The light at this time of "night" is exquisite and ever changing. At one point Erebus reveals itself behind a cloud and we are overwhelmed at its beauty. It is quiet, very quiet, except for the crunch of our footsteps in the sugary powder snow. The first order of things is for Simon and I to find the "center" of the site around which the entire map will be created. We walk for a while until I "feel" the right spot. " You are spot-on" Simon tells me in his clipped Cockney accent, as the 500 feet away from the edge I intuited is what as we had calculated was going to be correct. I love those mathematical precisions that come intuitively.

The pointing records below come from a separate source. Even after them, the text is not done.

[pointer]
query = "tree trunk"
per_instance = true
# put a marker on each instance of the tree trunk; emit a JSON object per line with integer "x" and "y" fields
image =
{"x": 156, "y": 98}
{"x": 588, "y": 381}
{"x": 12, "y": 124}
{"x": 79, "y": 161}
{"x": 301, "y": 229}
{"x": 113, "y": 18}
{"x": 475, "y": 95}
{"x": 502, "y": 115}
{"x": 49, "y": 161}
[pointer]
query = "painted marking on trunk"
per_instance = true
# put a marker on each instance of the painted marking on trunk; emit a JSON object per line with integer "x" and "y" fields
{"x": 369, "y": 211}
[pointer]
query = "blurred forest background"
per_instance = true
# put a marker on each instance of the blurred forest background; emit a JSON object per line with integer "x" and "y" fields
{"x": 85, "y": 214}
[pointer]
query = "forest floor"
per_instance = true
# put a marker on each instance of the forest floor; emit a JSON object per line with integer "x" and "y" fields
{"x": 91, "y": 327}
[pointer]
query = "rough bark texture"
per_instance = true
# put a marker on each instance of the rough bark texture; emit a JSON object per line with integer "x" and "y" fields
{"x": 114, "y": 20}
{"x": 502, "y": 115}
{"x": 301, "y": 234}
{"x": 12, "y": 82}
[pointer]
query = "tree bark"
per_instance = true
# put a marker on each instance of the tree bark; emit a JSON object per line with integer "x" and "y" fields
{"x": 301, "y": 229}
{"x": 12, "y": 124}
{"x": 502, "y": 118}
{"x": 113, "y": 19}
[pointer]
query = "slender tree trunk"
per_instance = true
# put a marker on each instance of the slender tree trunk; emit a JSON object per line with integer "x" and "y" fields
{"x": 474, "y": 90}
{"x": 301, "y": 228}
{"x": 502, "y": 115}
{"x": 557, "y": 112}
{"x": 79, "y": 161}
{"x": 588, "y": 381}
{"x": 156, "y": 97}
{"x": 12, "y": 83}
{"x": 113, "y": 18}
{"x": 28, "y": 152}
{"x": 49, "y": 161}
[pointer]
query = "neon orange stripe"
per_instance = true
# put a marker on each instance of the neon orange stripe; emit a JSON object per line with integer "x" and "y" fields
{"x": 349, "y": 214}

The next few hours feels like what they call in childbirth "transition" the worst pain ever, where you wish you had never thought of this idea to begin with, where you curse every possible curse in the book as Simon, Jean, Sophie and I first try and put the four-foot sphere together, which halves kept falling into one another, once that is overcome, Simon, Jean and I, have to carry this very heavy, very awkward shape five hundred feet over the sugary snow where our feet sink in sometimes a foot into the snow. When we get to the site, the entire sphere falls on top of Jean, and he lays there, Charles Atlas, the globe victorious over him. Nothing prepares us for the next three hours. Drilling the hole is no problem, the snow is like sugar, we think we have it licked, then comes the time to lift the awkward-god- knows- how-many-pounds sphere by its post and by our shoulder strength, we all crouch under it and lift it with our shoulders, then direct the post into the hole. Well, it does not go in all the way. No matter how many times we dig it, the snow is so fine it acts as sand, and keeps filling up the hole, every time we have to lift it out and away, and back again. We think we have finally found a method, by taking one of our posts and pounding it in and using it as a core drill, until Simon does such a good job, that we can not take it out again. We have to go all the way back to the sled and pick up the straps and use all the man power we have to pull it out, it still does not work, and although I am ready to quit and leave it for the next day, thank god I am voted out, as everyone does it over and over again (at one point we dig too low, and it is buried slightly, we have to re do it) but no one quits until it is correctly at the level of the snow.

1:00A.M. - 2:00 A.M.
As we look at this perfect blue sphere in the middle of the whiteness with the light of the sun, at one o’clock in the morning, a sun which feels should come from another direction, the reason we had all come to the other end of the world to do this, becomes obvious right here in front of our eyes. There is no way to describe it, except to say that in its opaqueness of blue, it draws into itself all the energy of the mountains around it, as if the blue takes in all the whiteness around it and transforms the icy blue into ultramarine. In its blue opaqueness surrounded in white, with the sun behind us, our shadows are cast onto it, like in a mirror. None of this makes sense, how opaqueness can be reflective, how one blue object in the middle of the white field can embody the entire field. Perhaps it does indeed have to do with the alignment to the star Sirius, there is a resonance that occurs that is mysterious and indescribable, I feel that is all we need, this one object in the middle of space, as if it has always been there, and should always be there, as an anchor, anchoring us to the earth and to the stars. As my entire body takes it in, I am moved by it, some deeply asleep part of me is moved and is slowly, very slowly stirring. For Jean, “it reminds me of the monolith in Stanley Kubricks's 2001: A mysterious object of great beauty, the nature of which nobody knows, but which has somehow landed on the surface of the moon.” As I move back toward the truck to help Simon pack all our gear, I have engraved in my mind the image of Lionel, Sophie and Jean in the distance, being mesmerized and drawn to the quality of light it is becoming, shooting the light changing all around it, in the light that envelops all of us at two o-clock in the morning of December 15, 2006.